Elle se retourna brusquement.
« Pourquoi dites-vous ça ? demanda-t-elle.
– Parce que c’est Mr. Cummings-Browne qui juge », dit l’autre, avant d’aller se perdre dans la foule.
Le nom de la gagnante serait annoncé, non pas par Mr. Cummings-Browne, mais par lord Pendlebury, un gentleman maigre et âgé qu’on aurait dit sorti d’une histoire de fantômes de l’ère édouardienne, propriétaire d’un domaine sur la colline surplombant le village.
On préleva une fine part de la quiche d’Agatha, comme de toutes les autres. Elle regarda son « œuvre » d’un air suffisant. Hourra pour la Quicherie ! Il ne faisait aucun doute que sa tarte aux épinards sortait du lot. Le fait qu’elle était censée l’avoir préparée elle-même ne troublait pas sa conscience pour un sou.
L’orchestre se tut. On aida lord Pendlebury à monter sur l’estrade pour le rejoindre.
« La gagnante du grand concours de quiches est… », chevrota-t-il. Il tripota ses notes, les ramassa, les remit en ordre, sortit un pince-nez, lança de nouveau un regard désespéré à ses feuilles, jusqu’à ce que Mr. Cummings-Browne lui indique la bonne.

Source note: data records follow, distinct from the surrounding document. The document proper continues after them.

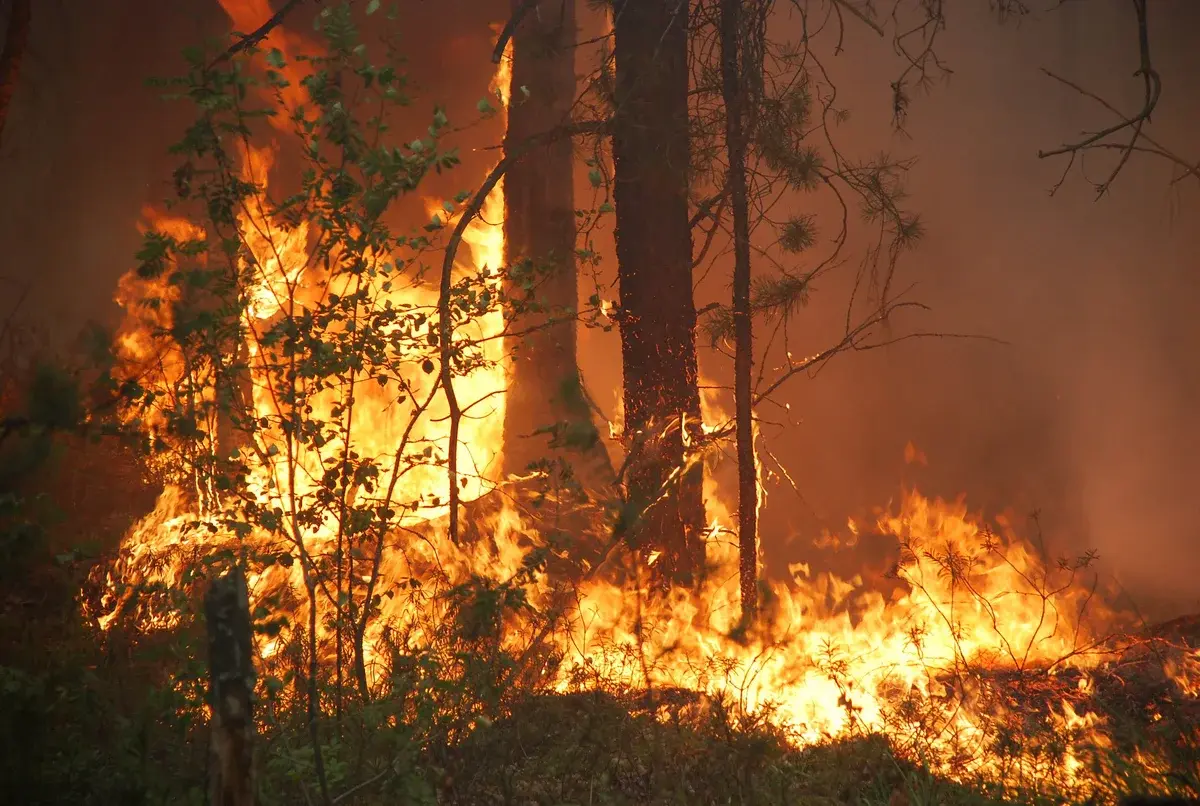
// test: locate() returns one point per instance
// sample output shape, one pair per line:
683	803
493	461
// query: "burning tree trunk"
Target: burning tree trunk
232	686
732	85
658	317
545	388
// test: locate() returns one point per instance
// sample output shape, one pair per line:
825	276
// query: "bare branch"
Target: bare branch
445	325
257	36
1152	92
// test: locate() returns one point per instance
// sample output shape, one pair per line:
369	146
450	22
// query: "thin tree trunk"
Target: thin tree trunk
658	316
732	88
545	389
231	689
15	44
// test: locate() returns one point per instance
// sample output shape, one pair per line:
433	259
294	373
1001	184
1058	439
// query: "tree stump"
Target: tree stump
231	690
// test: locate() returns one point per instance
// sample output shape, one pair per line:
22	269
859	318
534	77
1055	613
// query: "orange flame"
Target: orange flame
832	655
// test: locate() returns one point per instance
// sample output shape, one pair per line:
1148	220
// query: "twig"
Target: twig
510	29
259	34
361	786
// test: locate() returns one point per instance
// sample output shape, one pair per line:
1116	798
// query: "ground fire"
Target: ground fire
979	653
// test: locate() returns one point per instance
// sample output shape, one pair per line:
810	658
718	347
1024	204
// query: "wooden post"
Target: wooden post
231	690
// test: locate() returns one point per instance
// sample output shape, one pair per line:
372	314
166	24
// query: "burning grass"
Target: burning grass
283	358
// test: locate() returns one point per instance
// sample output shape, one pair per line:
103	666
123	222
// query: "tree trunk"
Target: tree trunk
15	44
545	390
231	689
732	89
658	317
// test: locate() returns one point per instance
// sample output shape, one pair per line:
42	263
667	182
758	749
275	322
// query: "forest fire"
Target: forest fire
921	660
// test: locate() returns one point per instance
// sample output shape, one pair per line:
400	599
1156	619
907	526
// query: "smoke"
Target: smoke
1084	413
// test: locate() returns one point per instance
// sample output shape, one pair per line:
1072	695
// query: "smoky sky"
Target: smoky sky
1084	413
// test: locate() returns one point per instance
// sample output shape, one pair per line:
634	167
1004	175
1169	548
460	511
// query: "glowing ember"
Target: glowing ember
832	656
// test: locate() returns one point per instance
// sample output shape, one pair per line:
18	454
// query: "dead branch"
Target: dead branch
259	34
445	325
1152	92
510	29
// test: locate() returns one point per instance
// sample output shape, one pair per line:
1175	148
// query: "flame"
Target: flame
831	657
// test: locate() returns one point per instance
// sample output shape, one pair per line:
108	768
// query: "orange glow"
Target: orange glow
833	656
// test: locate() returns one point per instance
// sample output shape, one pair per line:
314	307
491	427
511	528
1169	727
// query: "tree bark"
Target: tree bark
545	390
15	44
231	690
658	316
732	89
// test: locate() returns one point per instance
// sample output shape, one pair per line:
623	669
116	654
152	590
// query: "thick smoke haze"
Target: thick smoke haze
1086	410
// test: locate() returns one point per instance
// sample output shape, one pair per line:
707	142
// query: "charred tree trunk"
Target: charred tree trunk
231	690
658	317
16	42
545	390
733	90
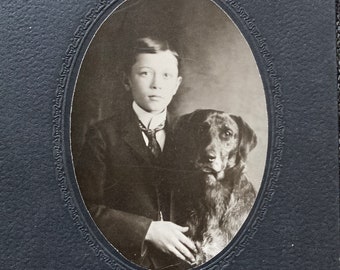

« Miséricorde ! Oui, oui, oui, radota le vieillard. Hem, hem ! La gagnante est… Mrs. Cartwright.
– Nom d’un salopard à sonnette ! » grommela Agatha.
Furibarde, elle regarda la dite Mrs. Cartwright, une femme aux allures de bohémienne, monter sur l’estrade recevoir sa récompense. Un chèque.
« C’est combien ? s’enquit Agatha auprès de sa voisine.
– Dix livres.
– Dix livres ! » Même si elle ne s’était jamais, jusqu’ici, renseignée sur la récompense, elle avait naïvement supposé qu’elle se présenterait sous la forme d’une coupe en argent. Elle avait imaginé cette coupe avec son nom gravé dessus posé sur le manteau de sa cheminée. « Comment est-ce qu’elle est censée fêter sa victoire avec ça ? En allant dîner au McDo ?
– C’est l’intention qui compte, répondit sa voisine d’une air vague. Vous êtes Mrs. Raisin. Vous venez d’acheter le cottage de Budgen. Je me présente : Mrs. Bloxby, l’épouse du pasteur. Pouvons-nous espérer vous voir à l’office, dimanche ?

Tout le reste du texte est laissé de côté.